In our model, we assume that x₁, …, x_n are independent d-dimensional random variables with distribution Q₀ and the mixture density f₀. The mixture density f₀ belongs to a given class

F = {f : f (x) = \sum_{j = 1}^{K} f_{j} (x) = \sum_{j = 1}^{K} λ_{j} exp {ϕ_{j} (x)}, λ \in Λ, ϕ \in Φ},

(1.2)

where λ = (λ₁, …, λ_K), $Λ = {(λ_{1}, \dots, λ_{K}) : 0 < λ_{j} < 1, \sum_{j = 1}^{K} λ_{j} = 1}$ , ϕ = (ϕ₁, …, ϕ_K), and Φ = {(ϕ₁, …, ϕ_K) : ϕ_j is concave}. We assume that each ϕ_j is continuous and is coercive in the sense that ϕ_j(x) → −∞ as ||x|| → ∞ (j = 1, …, K).

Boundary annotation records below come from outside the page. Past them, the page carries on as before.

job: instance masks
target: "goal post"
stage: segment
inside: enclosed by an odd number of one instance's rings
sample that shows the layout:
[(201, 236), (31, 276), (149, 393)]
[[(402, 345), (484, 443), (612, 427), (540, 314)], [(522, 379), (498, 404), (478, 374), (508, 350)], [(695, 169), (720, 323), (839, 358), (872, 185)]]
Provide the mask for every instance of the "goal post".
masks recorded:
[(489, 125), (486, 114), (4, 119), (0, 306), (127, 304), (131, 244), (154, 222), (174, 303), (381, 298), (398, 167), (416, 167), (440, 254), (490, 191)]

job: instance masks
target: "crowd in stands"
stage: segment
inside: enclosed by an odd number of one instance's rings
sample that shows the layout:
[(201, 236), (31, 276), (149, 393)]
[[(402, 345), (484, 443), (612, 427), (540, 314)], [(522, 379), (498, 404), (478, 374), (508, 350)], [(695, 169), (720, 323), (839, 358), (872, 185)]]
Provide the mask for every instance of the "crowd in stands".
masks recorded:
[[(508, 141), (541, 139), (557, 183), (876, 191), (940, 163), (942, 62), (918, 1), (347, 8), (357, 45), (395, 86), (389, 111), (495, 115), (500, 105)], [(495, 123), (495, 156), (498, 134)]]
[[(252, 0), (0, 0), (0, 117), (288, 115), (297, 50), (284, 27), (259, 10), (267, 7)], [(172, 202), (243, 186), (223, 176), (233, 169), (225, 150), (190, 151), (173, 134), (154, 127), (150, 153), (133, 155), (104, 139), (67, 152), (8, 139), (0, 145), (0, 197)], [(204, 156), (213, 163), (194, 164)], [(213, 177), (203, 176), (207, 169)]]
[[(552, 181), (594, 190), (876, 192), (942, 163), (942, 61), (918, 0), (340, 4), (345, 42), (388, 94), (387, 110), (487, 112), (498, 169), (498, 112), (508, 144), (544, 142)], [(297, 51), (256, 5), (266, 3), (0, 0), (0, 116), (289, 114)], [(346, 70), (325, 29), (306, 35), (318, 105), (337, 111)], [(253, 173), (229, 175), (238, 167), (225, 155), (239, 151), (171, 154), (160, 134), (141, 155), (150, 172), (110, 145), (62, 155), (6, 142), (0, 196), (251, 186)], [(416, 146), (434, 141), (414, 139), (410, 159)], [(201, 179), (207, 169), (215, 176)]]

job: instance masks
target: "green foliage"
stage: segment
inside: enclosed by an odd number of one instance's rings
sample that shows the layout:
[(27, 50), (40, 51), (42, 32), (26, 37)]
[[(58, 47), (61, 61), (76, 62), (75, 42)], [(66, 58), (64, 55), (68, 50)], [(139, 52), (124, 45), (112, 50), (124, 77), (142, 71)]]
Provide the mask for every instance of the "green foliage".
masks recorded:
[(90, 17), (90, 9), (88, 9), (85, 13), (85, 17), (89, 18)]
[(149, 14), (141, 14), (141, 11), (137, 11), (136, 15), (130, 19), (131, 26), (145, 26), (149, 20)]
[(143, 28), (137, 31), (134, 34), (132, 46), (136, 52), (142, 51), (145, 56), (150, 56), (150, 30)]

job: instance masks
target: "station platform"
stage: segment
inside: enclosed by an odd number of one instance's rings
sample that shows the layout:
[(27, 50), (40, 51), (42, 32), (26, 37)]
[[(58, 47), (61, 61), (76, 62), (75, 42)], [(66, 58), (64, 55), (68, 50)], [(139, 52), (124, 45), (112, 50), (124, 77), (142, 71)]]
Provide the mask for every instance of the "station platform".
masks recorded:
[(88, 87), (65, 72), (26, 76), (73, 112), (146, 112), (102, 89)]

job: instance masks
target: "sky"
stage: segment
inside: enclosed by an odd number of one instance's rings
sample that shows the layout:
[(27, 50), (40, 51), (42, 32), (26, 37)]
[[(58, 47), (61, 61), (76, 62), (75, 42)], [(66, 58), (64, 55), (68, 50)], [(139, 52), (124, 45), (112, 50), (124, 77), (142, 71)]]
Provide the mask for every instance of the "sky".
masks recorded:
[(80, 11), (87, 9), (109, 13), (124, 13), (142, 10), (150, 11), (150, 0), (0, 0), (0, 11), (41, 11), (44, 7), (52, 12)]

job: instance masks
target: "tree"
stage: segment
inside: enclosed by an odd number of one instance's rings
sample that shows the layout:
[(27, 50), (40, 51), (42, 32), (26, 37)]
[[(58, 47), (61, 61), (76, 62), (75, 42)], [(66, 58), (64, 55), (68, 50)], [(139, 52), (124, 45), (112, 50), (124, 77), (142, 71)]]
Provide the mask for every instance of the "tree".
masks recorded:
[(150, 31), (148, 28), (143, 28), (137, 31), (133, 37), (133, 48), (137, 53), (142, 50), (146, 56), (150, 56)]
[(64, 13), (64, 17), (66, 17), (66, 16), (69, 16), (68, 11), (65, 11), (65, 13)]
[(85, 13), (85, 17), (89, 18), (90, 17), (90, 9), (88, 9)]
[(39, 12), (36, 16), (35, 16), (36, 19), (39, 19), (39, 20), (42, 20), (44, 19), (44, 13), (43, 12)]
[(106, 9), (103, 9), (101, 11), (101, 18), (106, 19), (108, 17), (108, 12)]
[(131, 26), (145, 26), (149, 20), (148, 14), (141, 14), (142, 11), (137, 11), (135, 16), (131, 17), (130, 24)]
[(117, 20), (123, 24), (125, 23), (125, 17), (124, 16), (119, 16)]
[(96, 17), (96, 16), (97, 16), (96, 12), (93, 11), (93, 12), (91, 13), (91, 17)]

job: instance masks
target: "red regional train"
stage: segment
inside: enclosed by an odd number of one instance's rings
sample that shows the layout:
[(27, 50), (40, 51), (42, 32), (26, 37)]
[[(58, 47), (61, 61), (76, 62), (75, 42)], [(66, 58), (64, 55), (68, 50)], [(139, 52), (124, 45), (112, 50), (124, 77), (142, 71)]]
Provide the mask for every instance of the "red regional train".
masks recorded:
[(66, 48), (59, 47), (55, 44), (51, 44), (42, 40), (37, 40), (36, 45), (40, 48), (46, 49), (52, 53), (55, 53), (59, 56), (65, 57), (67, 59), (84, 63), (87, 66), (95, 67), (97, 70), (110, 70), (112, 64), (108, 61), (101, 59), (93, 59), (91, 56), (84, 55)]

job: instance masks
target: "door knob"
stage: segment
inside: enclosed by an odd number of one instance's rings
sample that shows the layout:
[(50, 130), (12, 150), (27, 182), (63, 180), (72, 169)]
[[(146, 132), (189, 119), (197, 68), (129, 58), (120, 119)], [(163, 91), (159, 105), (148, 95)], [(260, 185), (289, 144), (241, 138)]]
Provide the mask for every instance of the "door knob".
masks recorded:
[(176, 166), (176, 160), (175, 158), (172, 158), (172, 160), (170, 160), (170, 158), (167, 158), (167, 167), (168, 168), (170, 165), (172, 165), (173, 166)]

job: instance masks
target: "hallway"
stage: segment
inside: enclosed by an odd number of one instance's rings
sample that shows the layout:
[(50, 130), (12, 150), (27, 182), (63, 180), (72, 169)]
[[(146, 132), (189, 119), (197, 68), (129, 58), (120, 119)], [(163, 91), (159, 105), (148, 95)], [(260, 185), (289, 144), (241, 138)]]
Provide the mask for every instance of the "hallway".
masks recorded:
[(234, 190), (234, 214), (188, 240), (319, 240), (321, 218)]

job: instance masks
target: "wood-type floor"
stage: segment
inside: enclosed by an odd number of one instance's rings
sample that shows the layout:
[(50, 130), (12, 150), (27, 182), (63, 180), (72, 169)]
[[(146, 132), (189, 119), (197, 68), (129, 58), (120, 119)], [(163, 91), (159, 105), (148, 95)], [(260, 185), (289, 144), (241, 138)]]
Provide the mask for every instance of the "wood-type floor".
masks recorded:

One issue for mixture models is that the likelihood might be unbounded in some cases. For example, the likelihood function for a normal mixture takes the form of $L (θ ∣ x) = \sum_{i = 1}^{n} (λ g (x_{i} ∣ μ_{1}, σ_{1}^{2}) + (1 - λ) g (x_{i} ∣ μ_{2}, σ_{2}^{2}))$ , where $θ = {(λ, μ_{1}, μ_{2}, σ_{1}^{2}, σ_{1}^{2}) : σ_{1}^{2}, σ_{1}^{2} > 0, λ \in (0, 1)}$ and g is the density function for the standard normal distribution. When μ₁ = x₁ and $σ_{1}^{2} \to 0$ , L(θ|x) → ∞ (see Section 3.10 of McLachlan & Peel (2000) for detailed discussions). Many methods have been proposed to solve the unboundedness issue of mixture likelihood, see for example, Hathaway (1985), Chen et al. (2008), and Yao (2010). Note that, similar to traditional normal mixture models with unequal variances, the likelihood functions for mixtures of log-concave densities are unbounded as well. Thus, similar to Hathaway (1985), we will define LCMLE on a constrained parameter space. Let M_j(ϕ) = max_x∈ℝ^d{ϕ_j(x)}, M₍₁₎(ϕ) = min_j{M_j(ϕ)}, and M₍_K₎(ϕ) = max_j{M_j(ϕ)}. We further define the ratio 𝒮(ϕ) = M₍₁₎(ϕ)/M₍_K₎(ϕ). Here, we borrow the idea of Hathaway (1985) by restricting our interest to a constrained subspace Φ_η such that Φ_η = {ϕ ∈ Φ : |𝒮(ϕ)| ≥ η > 0} for some η ∈ (0, 1]. This restriction avoids estimating the case that the modes of different components differ a lot. By restricting on Φ_η, we focus our interest on f ∈ ℱ_η, where

F_{η} = {f : f (x) = \sum_{j = 1}^{K} f_{j} (x) = \sum_{j = 1}^{K} λ_{j} exp {ϕ_{j} (x)}, λ \in Λ, ϕ \in Φ_{η}} .

(1.3)

Let Q_n be the empirical distribution of X₁, …, X_n. The (restricted) log-concave maximum likelihood estimator (LCMLE) is

f_{n} = f (\cdot ∣ Q_{n}) = \underset{f \in F_{η}}{argmax} \int log (f) d Q_{n} .

(1.4)

In practice, similar to Hathaway (1985), picking η can be tricky for some extreme case. If η is too small, there might be a chance that some boundary point |𝒮(ϕ)| = η maximizes the log-likelihood and the solution will depend on the choice of η. In this paper, we do not focus on the issue of choosing η. The constrained subspace Φ_η is mainly used for theoretical development. Based on our empirical experience, if we start the algorithm from a reasonable initial value, such as the maximum likelihood estimate assuming all components are normal with equal variance, the unboundedness issue is very rare.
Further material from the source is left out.